Disabled Guyanese cyclist takes challenges in stride
April 26, 2018
With all the adversity he has faced since racing competitively with one hand in the last decade, nothing fazes Guyanese cyclist Walter Grant-Stuart.
He arrived in Toronto to a wild winter week with freezing rain, an ice storm and snow that restricted him to training indoors in the basement of his coach Wayne Henry’s residence as he prepares to ride in the Union Cycliste Internationale (UCI) - sanctioned C1 Para-cycling event at the Circuit Gilles-Villeneuve in Montreal on April 28 and 29.
Though not prepared for the wintry weather, Grant-Stuart didn’t allow it to hamper his preparation to ride in Canada for the first time.
“It’s cold and nasty, but I came here to do a job and nothing is going to stop me,” he said.
This is the first time Grant-Stuart, who is sponsored by Ansa McAl Trading (Guyana), is competing against riders with various disabilities.
Since losing his right arm in a motorcycle accident 12 years ago, he has ridden against able cyclists.
“Some are deaf and mute, but I am the only one racing with one-hand,” he said.
That, of course, presents challenges.
When it’s time get his water bottle or shift gears to pedal relatively comfortably, Grant-Stuart has to take his hand off the cycle. The bike gears are on the right handle which means he has to reach across with his left arm.
“That was a huge challenge at first,” said the firefighter who loved watching the sport prior to the accident. “Without my dominant arm, I had to learn to do everything with the left hand.”
While taking part last year in the 120-kilometre Tour of Tobago, Grant-Stuart caught the attention of a female Canadian commissionaire.
“She suggested I could be a para-cycling world champion based on my ability and strength,” he said. “I didn’t take her seriously at first, but she kept insisting that I try at least.”
Grant-Stuart contacted Henry, who he met in Guyana a few times, to help with his training for the event.
“I have been working with a Guyanese cyclist (Paul DeNobrega) for the last eight years and had seen Walter ride in a few races,” he said. “I was amazed with his strength and endurance but felt he needed some guidance. Training hard is one thing, but you have to do it right to beat the top riders who are fully dedicated to the sport.”
The rider, whose training regime includes at least three training sessions totalling about 400 kilometres every week, reached out to Henry in early February for a structured training program.
“Once he got it, he contacted me every night to bring me up to date with what he had done that day,” said the former Guyana cyclist who migrated in 1976. “I could see the amount of time he was training for, the speed he was reaching and his heart rate development. This guy was putting in the time and work and I knew this is someone I could work with because he wasn’t taking short cuts and trying to waste my time.”
Henry is amazed that Grant-Stuart, who competed in last year’s Thanksgiving Turkey Ride in Miami, has had success racing against able cyclists.
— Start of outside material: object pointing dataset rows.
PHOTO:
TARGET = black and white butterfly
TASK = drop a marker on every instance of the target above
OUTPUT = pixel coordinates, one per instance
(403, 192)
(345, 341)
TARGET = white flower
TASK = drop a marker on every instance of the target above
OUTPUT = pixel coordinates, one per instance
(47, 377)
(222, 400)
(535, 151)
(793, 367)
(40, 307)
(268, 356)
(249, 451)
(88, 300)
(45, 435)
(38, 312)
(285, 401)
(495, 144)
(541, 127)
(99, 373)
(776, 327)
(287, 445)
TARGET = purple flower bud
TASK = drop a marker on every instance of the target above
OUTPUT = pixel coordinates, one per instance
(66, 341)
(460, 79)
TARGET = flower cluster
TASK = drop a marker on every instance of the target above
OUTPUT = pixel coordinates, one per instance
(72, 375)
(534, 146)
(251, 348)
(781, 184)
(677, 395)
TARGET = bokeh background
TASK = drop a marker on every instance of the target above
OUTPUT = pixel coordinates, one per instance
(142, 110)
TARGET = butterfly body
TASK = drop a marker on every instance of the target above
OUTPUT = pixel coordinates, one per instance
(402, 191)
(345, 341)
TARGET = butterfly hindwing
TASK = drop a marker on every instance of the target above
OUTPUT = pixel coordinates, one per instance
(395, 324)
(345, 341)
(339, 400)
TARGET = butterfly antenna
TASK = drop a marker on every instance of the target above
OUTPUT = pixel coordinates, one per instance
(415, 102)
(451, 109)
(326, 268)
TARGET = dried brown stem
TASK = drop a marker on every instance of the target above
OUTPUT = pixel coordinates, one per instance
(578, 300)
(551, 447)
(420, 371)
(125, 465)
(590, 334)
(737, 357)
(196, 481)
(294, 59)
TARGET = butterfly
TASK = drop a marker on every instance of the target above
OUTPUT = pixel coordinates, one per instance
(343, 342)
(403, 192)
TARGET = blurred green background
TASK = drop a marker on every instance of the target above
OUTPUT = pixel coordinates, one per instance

“When it comes down to strength, power and focus, there really is no difference between him and them,” he said. “They are athletes who all want to win. The main difference is when he wants to sprint to the finish line in a close race, he needs both hands to provide the power. As an endurance rider, it’s in his best interest to wear out the field and build a lead so that he wouldn’t have to be involved in having to sprint to the finish. He would likely lose most times in that case.”
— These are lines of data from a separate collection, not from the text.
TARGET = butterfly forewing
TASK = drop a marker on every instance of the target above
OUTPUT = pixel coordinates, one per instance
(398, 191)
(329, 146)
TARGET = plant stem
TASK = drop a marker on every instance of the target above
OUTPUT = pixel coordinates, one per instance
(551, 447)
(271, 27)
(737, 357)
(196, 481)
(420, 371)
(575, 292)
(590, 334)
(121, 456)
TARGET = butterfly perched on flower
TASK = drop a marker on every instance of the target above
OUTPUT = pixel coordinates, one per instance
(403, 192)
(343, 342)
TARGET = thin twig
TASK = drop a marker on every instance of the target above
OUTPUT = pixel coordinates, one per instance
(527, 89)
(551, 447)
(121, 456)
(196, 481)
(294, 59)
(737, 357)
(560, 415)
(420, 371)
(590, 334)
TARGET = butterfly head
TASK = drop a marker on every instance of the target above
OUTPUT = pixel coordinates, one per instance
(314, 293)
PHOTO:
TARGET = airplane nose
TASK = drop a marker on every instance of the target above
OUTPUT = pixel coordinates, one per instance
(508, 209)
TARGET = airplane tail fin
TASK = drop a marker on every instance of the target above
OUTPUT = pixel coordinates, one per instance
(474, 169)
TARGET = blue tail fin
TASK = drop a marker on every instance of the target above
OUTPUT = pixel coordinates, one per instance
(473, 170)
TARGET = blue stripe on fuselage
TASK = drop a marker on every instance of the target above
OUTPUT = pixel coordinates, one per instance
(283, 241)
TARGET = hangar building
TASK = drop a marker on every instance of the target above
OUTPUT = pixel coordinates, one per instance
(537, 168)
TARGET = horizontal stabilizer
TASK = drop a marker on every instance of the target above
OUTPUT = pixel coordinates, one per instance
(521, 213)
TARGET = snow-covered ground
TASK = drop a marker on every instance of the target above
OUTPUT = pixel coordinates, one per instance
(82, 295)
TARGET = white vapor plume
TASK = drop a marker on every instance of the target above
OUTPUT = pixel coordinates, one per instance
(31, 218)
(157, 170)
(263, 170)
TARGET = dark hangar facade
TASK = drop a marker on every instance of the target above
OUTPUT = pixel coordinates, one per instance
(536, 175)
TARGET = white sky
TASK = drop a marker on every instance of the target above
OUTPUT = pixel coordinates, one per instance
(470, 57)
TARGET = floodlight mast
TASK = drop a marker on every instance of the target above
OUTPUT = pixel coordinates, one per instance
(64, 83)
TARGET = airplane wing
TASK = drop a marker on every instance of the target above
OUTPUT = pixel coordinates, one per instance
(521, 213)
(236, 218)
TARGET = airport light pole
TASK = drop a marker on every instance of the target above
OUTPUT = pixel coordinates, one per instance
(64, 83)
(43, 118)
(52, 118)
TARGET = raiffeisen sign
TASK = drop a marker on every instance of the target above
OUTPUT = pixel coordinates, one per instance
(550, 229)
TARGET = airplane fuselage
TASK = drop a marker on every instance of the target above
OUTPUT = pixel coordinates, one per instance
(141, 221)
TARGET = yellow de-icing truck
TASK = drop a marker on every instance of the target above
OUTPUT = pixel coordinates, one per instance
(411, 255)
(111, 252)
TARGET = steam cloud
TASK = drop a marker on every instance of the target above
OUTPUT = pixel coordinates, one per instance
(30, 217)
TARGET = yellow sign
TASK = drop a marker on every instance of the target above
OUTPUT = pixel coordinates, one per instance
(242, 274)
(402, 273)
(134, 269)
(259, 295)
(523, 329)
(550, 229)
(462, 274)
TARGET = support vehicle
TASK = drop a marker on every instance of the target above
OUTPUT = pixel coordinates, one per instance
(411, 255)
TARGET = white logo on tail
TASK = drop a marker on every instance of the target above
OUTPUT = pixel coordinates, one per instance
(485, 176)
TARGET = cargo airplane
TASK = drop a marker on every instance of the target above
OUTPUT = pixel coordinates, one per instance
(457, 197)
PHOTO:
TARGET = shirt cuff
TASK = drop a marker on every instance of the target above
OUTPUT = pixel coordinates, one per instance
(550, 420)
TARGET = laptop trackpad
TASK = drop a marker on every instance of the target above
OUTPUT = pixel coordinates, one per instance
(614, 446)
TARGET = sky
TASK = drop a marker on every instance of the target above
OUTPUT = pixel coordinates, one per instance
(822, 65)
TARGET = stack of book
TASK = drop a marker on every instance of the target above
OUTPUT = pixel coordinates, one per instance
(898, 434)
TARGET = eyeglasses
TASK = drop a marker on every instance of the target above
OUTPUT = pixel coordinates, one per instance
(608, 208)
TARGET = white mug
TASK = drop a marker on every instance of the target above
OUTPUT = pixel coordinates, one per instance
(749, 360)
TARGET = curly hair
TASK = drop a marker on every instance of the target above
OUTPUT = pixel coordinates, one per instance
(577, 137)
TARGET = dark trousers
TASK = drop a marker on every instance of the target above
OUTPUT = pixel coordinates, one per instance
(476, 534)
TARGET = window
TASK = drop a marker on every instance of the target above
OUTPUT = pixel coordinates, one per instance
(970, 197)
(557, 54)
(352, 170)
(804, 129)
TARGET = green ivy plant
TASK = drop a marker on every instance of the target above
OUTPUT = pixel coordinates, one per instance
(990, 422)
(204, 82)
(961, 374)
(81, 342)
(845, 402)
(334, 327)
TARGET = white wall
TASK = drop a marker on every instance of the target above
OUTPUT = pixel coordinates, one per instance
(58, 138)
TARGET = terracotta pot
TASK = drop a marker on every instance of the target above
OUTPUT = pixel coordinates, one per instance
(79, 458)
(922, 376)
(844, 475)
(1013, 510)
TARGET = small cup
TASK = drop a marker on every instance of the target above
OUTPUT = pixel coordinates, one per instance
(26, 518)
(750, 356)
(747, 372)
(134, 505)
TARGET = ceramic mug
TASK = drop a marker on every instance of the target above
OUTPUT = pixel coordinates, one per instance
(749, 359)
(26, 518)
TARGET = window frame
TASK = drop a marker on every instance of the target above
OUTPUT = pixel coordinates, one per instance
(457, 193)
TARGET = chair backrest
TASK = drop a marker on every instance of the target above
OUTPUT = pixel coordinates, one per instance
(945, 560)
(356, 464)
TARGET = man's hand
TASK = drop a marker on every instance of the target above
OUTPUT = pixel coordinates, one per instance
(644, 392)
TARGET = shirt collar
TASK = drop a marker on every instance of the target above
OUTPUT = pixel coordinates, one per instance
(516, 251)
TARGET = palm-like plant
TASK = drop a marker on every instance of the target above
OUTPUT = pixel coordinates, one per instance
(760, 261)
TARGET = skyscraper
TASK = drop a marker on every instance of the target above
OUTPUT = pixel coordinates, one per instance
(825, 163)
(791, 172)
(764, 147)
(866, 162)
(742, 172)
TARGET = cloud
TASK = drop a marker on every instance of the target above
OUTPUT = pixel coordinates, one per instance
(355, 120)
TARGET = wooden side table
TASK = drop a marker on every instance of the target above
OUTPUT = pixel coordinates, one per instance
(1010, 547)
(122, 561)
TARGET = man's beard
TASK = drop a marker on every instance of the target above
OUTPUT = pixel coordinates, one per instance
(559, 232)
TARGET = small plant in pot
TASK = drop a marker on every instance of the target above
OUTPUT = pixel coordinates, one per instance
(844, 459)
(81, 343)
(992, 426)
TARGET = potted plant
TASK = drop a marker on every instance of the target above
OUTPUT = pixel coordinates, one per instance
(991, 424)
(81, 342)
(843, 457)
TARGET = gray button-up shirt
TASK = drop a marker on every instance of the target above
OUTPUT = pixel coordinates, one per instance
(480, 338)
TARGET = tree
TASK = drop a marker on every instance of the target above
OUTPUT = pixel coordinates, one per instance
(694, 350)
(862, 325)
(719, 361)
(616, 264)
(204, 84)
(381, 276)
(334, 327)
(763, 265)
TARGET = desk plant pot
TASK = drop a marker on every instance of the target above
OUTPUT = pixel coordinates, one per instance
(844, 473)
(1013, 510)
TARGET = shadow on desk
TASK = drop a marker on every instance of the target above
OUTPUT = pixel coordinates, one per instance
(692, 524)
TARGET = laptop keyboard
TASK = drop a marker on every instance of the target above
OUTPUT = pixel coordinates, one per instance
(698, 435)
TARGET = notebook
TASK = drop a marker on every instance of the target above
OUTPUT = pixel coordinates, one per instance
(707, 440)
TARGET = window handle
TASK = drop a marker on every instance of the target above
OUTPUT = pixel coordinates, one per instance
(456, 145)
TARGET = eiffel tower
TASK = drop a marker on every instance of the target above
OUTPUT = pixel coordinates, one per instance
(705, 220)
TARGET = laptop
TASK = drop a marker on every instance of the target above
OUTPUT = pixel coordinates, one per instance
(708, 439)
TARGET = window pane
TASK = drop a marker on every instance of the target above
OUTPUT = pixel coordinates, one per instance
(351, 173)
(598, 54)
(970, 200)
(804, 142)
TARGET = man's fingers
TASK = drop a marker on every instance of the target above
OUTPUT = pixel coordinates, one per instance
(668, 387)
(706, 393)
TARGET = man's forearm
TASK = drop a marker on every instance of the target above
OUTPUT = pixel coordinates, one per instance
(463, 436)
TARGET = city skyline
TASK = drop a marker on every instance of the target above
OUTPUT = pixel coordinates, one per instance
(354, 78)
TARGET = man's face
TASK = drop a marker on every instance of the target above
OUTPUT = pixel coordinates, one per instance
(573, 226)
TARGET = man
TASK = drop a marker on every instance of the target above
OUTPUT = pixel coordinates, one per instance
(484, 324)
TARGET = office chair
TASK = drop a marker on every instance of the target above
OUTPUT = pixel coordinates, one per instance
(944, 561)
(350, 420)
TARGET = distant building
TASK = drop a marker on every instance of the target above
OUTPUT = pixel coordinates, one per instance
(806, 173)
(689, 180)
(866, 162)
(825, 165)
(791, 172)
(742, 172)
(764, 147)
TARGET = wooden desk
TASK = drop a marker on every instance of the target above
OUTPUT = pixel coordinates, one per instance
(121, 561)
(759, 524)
Another obstacle emerged when Grant-Stuart learnt that he wouldn’t be able to ride the bike he brought to Canada to race.
“The seat tube is damaged and while you can ride in Guyana with that, it’s not allowed here in a UCI event,” said Henry.
The gloom quickly turned to euphoria when twins Rick and Rob Din, who migrated from Guyana in 1991 and established the Bicycle Depot on Albion Rd. six years later, presented Grant-Stuart with a brand new bike, helmet, shoes and other accessories.
As the weather improved, the cyclist went outdoors to get a feel for the temperature.
“The cold air is heavy and it slows down your breathing,” Henry pointed out. “It puts a lot of stress on your heart and you have to adapt. It’s like training at high altitude.”
In a warm-up event last Sunday against able cyclists at Calabogie Motorsports Park in eastern Ontario, Grant-Stuart suffered a nasty spill with about two laps to go.
“He was doing pretty well before the fall and he is banged up,” said Henry. “The reason I took him out there is because the track is similar to the one he’s going to be racing on this weekend.”
Despite the accident, the cyclist is expected to be ready for the 26-kilometre time trial on April 28 and the 60-kilometre road race the next day.
Circuit Gilles-Villeneuve is a 4,361 metre long car racing track that has hosted the Formula 1 Grand Prix du Canada since 1978. It also hosts cycling events.
The competition, comprising time trials and road races, allows cyclists to accumulate points for their world ranking.
Grant-Stuart hopes to take part in the UCI Para-cycling road world championships in Maniago, Italy from August 2-5.
A Go Fund Me campaign has been initiated to raise $5,000 to help him compete in the international event.
Donations can be made through www.gofundme.com/walter-grantstuart.